Lord's Day Liturgy

Suffering Week

Last Sunday began our remembrance of Passion Week. The “Passion” part isn’t referring to a strong emotion, it comes from the Latin word passio meaning suffering. Isaiah foretold that He would be “despised and rejected by men, a man of sorrows, and acquainted with grief” (Isaiah 53:3). This is the Suffering (Servant’s) Week.

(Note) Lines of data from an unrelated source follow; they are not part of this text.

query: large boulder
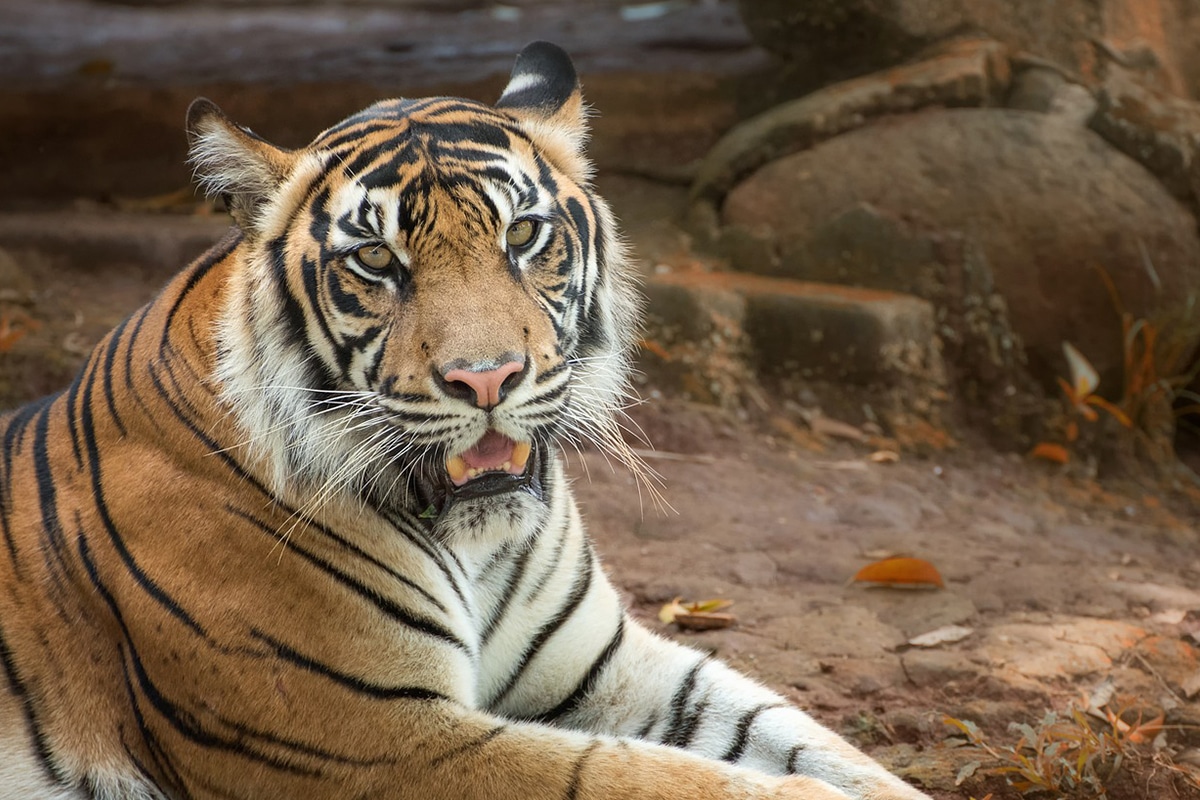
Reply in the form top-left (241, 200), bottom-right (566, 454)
top-left (720, 109), bottom-right (1200, 397)
top-left (738, 0), bottom-right (1198, 91)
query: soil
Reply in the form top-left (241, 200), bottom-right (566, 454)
top-left (0, 3), bottom-right (1200, 800)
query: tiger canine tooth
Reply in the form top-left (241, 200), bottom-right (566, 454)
top-left (446, 456), bottom-right (467, 483)
top-left (509, 441), bottom-right (533, 473)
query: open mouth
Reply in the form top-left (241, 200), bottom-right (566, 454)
top-left (445, 431), bottom-right (540, 499)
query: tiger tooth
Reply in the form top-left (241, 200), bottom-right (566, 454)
top-left (508, 441), bottom-right (533, 473)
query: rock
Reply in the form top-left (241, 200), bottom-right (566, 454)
top-left (648, 272), bottom-right (943, 385)
top-left (900, 650), bottom-right (983, 688)
top-left (721, 109), bottom-right (1200, 388)
top-left (691, 40), bottom-right (1009, 212)
top-left (738, 0), bottom-right (1188, 89)
top-left (979, 619), bottom-right (1146, 679)
top-left (854, 589), bottom-right (977, 638)
top-left (838, 493), bottom-right (920, 531)
top-left (763, 606), bottom-right (905, 669)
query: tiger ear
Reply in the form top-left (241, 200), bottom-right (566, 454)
top-left (496, 42), bottom-right (592, 181)
top-left (187, 97), bottom-right (295, 233)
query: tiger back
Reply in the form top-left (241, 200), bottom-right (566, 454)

On Sunday Jesus entered Jerusalem on a borrowed donkey and many hailed Him as the Messiah. On Monday Jesus cursed the fig tree and cleansed His Father’s house for the second time. On Tuesday He taught on Mt. Olivet and Judas agreed on a price for betrayal. On Wednesday we don’t know exactly what Jesus did. On Thursday Jesus washed the feet of His disciples and ate the Passover Meal with them, prayed in the Garden of Gethsemane, was betrayed by Judas, and tried. On Friday Jesus was tried again and again, beaten over and over, crucified, and buried. There is no record of events on the Sabbath, but by early the following Sunday the tomb was empty.

Jesus entered Jerusalem to pageantry and praise. On the day we call Palm Sunday, the crowd was eager to crown their King (according to the prophecy in Zechariah 9:9). They cried out, “Hosanna!” “Save us, we pray!” They laid their clothes and palm branches on the road in front of Him.

He was their Messiah, but not the One they wanted. He offered them life, but not the kind they wanted. He came to defeat their greatest enemy, their death-deserving sin, and to offer Himself as a sacrifice for sin. They just wanted Him to defeat the Romans.

And Jesus did, all that and more, though not as the people had imagined. Through His suffering we are free. Through His sacrifice we are forgiven. Through His wounds we are healed. He bore the sins of many, and the will of the Lord will prosper in His hand (Isiah 53:10-12).